"The existing regulations are lagging behind the changes wrought in education by the digital revolution, increasing use of artificial intelligence, robotics and smart systems," said Analytical Center expert Inna Karakchieva speaking at the 8th International Conference on Legal Regulation in the Digital World that looked at the theory and practice of law as it applies to information systems.
Ms Karakchieva is of the opinion that digital technologies are creating new opportunities that result in the need to update education, however, they are also bringing with them new risks that should not only be taken into account but also minimized. "One such trap is that the transformation of the education infrastructure that we are seeing right now is happening in a legal vacuum. The constant attempts to introduce total digital regulations through digital document processing and mass deployment of digital educational resources while expanding the uses of personal data indicate that the technological challenges associated with digitization are destroying the existing methods and approaches, completely revamping the hierarchy of legal regulations," the expert believes.
According to the analysts there is a whole list of issues that still need addressing: these range from terminology to the personal rights to the protection of personal data when human development trajectories become personalized (storage of personal data, its transmission etc.).
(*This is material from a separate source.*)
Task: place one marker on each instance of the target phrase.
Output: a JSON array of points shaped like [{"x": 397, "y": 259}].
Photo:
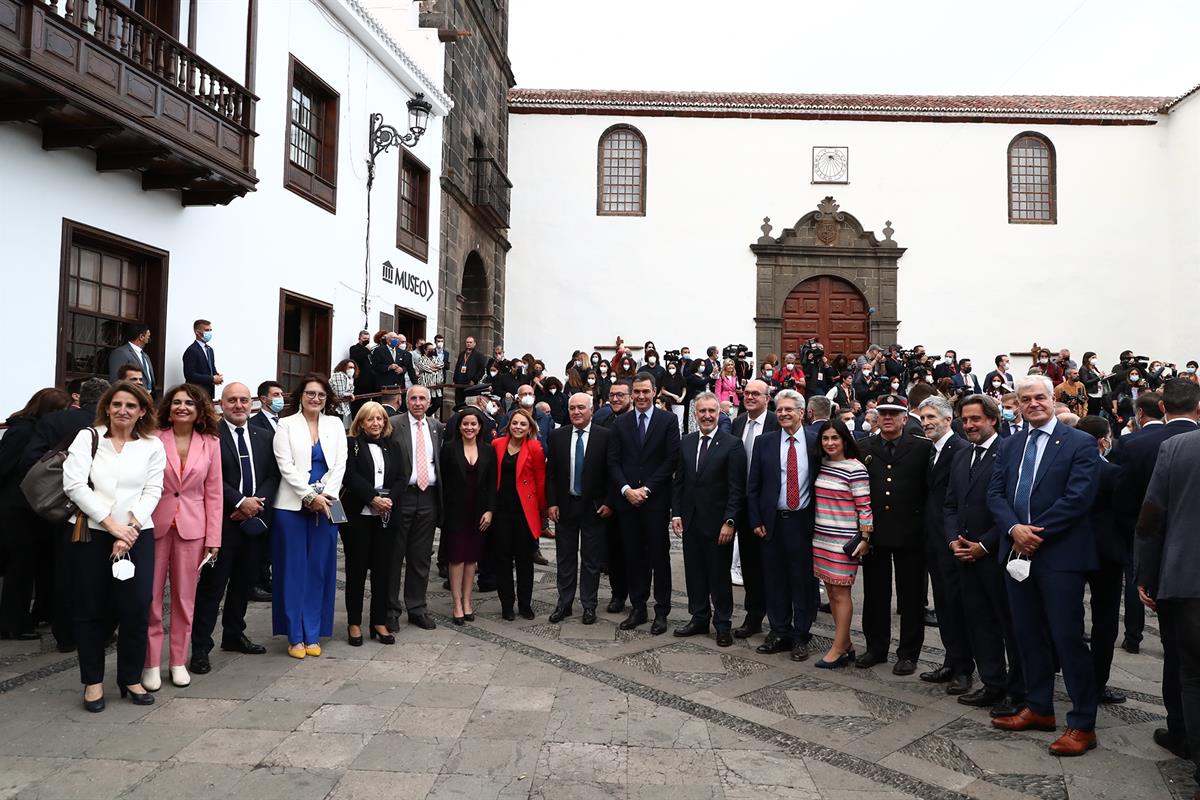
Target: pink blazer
[{"x": 192, "y": 501}]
Different countries use different approaches to tackle these issues: some create individual ratings for every citizen while others build digital portraits of their people.
At the moment the fact that we lack any projected estimates for what changes are to be expected in education during the digitization results in a situation where we are essentially responding to changes rather than leading them. "The paradox of the current situation is that the tools that we have for strategic breakthrough development are regulated by old management and control standards," Ms Karakchieva said in conclusion.